The purpose of this tutorial is to walk through a K-Means analysis
beginning to end. By the end of this tutorialthe user should know how
to specify, run, and interpret a K-means model in  H\ :sub:`2`\ O.

Those who have never used H\ :sub:`2`\ O before should see the quick start guide
for additional instructions on how to run H\ :sub:`2`\ O. 

Interested users can find details on the math behind K Means at: :ref:`KMmath`.

Getting Started
"""""""""""""""

This tutorial uses a publicly available data set that can be found 

::

  Seeds data set http://archive.ics.uci.edu/ml/datasets/seeds 


The data are composed of 210 observations, 7 attributes, and an priori
grouping assignment. All data are positively valued and
continuous. Before modeling, parse data into H\ :sub:`2`\ O as follows:


#. Under the drop down menu Data select Upload and use the helper to
   upload data.

 
#. User will be redirected to a page with the header "Request
   Parse". Select whether the first row of the data set is a
   header. All other settings can be left in default.
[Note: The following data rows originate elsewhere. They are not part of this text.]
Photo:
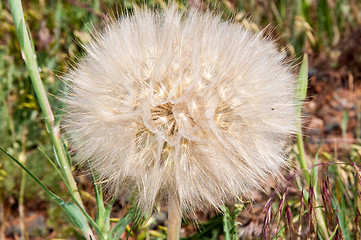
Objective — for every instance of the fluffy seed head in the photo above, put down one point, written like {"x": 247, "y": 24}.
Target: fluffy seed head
{"x": 183, "y": 104}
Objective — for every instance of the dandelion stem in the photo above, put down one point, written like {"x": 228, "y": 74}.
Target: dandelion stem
{"x": 28, "y": 53}
{"x": 174, "y": 218}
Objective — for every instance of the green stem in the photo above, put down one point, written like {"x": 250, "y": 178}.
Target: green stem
{"x": 28, "y": 53}
{"x": 301, "y": 95}
{"x": 174, "y": 218}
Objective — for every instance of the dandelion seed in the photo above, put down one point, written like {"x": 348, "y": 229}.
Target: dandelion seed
{"x": 181, "y": 109}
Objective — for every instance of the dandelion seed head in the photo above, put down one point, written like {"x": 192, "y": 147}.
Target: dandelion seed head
{"x": 180, "y": 103}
Press Submit.


#. Parsing data into H\ :sub:`2`\ O generates a .hex key ("data name.hex").

.. image:: KMparse.png
   :width: 90%



Building a Model
""""""""""""""""

#. Once  data are parsed a horizontal menu will appear at the top
   of the screen reading "Build model using ... ". Select 
   K Means here, or go to the drop down menu **Model** and
   select K-Means.


#. In the field for Source Key enter the .hex key associated with the
   data set. 


#. Choose K. There is no hard and fast rule for how to
   do this. For this dataset K is chosen to be 3.  


#. Note that data can be normalized, though it is not done for this
   analysis. 

#. Specify Initialization. Plus Plus initialization chooses one
   initial center and random, and weights the random selection of
   subsequent centers so that points furthest from the first center
   are more likely to be chosen. Furthest initialization chooses one
   initial center at random, and then chooses the next center to be
   point furthest away in terms of Euclidean distance. No selection
   results in K initial centers being chosen independently at random.  

#. Specify Max Iter (short for maximum iterations), which allows the
   user to specify the maximum number of iterations the algorithm processes.

#. Note that data can be normalized, though it is not done for this
   analysis. 

#. Cols is a list of the columns of attributes that should be used 
   in defining the clusters. Here we select all but column 7 (the 
   a priori known clusters for this particular set). 


#. Press submit.

.. image:: KMrequest.png
   :width: 90%



K-Means Output
""""""""""""""

Output is a matrix of the cluster assignments, and the
coordinates of the cluster centers in terms of the originally 
chosen attributes. Your cluster centers may differ slightly. 
K-Means randomly chooses starting points and converges on 
optimal centroids. The cluster number is arbitrary, and should
be thought of as a factor. 

.. image:: KMinspect.png 
   :width: 100%


K-means Next Steps
"""""""""""""""""""

For further information on the model select K-Means from the
drop down menu Score. Specify the K-Means model key, and the 
.hex key for the data set originally used. 

The output obtained when submit is pressed is the number of rows 
assigned to each cluster, and the squared error per cluster. 

.. image:: KMscore.png
   :width: 90%


K-means Apply
"""""""""""""

To generate a prediction (assign the observations in a data set
to a cluster) select K-means Apply from the Score drop down menu.
Specify the model to be applied and the  .hex for the data 
you would like to apply it to, and press submit. 

Here cluster assignments have been generated
for the original data. Because the data have been sufficiently well 
researched, the ideal cluster assignments were known in
advance. Comparing known cluster with predicted cluster demonstrated
that this K-Means model classifies with a less than 10% error rate. 

.. image:: KMapply.png
   :width: 90%


THE END.